La Presse Canadienne

OTTAWA — Les entreprises ferroviaires veulent un accès sans contrainte aux enregistreurs audio-vidéo dans les locomotives.

Lundi, le Bureau de la sécurité dans les transports (BST) enjoignait aux parlementaires d’ajouter des garanties dans le projet de loi C-49 présentement à l’étude afin que les données de ces enregistreurs ne servent pas comme outil de discipline des employés.

Ces dispositifs deviendront obligatoires dans les locomotives une fois C-49 adopté. Ils serviront aux enquêtes du BST.

Les sociétés de chemins de fer y voient aussi une autre utilité, et elles veulent l’exploiter au maximum.

«Les enregistreurs audio-vidéo, par leur simple présence, vont décourager tout comportement dangereux ou toute activité non autorisée», a déclaré mardi matin Michael Bourque, président-directeur général de l’Association des chemins de fer du Canada, devant le comité parlementaire qui étudie C-49.

Et si un employé maintenait un comportement interdit, comme l’utilisation d’un téléphone intelligent pendant qu’il est au travail, l’enregistreur le dénoncerait.

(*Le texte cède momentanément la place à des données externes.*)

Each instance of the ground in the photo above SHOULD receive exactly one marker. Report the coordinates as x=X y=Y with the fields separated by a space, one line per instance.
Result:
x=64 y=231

«Ce serait une erreur d’amender le projet de loi C-49 afin d’empêcher toute utilisation proactive des enregistreurs audio-vidéo par les compagnies ferroviaires», a averti Jeff Ellis, secrétaire général du Canadien Pacifique (CP).

«Une menace» aux employés?

La nature de l’utilisation «proactive» dont parle M. Ellis ne fait aucun doute.

«Si (le comportement de l’employé) est grave et s’il est délibéré, il y aura punition», a convenu Keith Shearer, directeur général au CP, en réponse à une question d’un député libéral qui lui demandait s’il fallait comprendre la position de l’entreprise comme «une menace» aux employés.

«Le CP reconnaît qu’il faut utiliser cette technologie d’une manière respectueuse envers nos employés, en respectant les lois canadiennes sur la vie privée, et nous nous engageons à travailler étroitement avec Transports Canada et nos syndicats dans les mois à venir pour accomplir cela», a insisté M. Ellis.

En début de soirée, le syndicat des Teamsters est venu s’opposer aux sociétés ferroviaires.

«Nous croyons que le projet de loi dans sa forme actuelle ne respecte pas nos droits de citoyens canadiens», a lancé d’emblée Roland Hackl, vice-président de la Conférence ferroviaire de Teamsters Canada.

Qualifiant la présence d’enregistreurs accessibles à l’employeur d’«invasion», M. Hackl a également avancé que cela aurait un effet intimidant.

«Une communication ouverte entre les employés dans la locomotive, tout comme entre un pilote et un copilote dans un avion, est essentielle pour la sécurité», de l’avis de M. Hackl. L’imposition d’enregistreurs audio-vidéo à la portée de l’employeur aurait pour effet de «museler» cette communication essentielle à la sécurité, selon lui.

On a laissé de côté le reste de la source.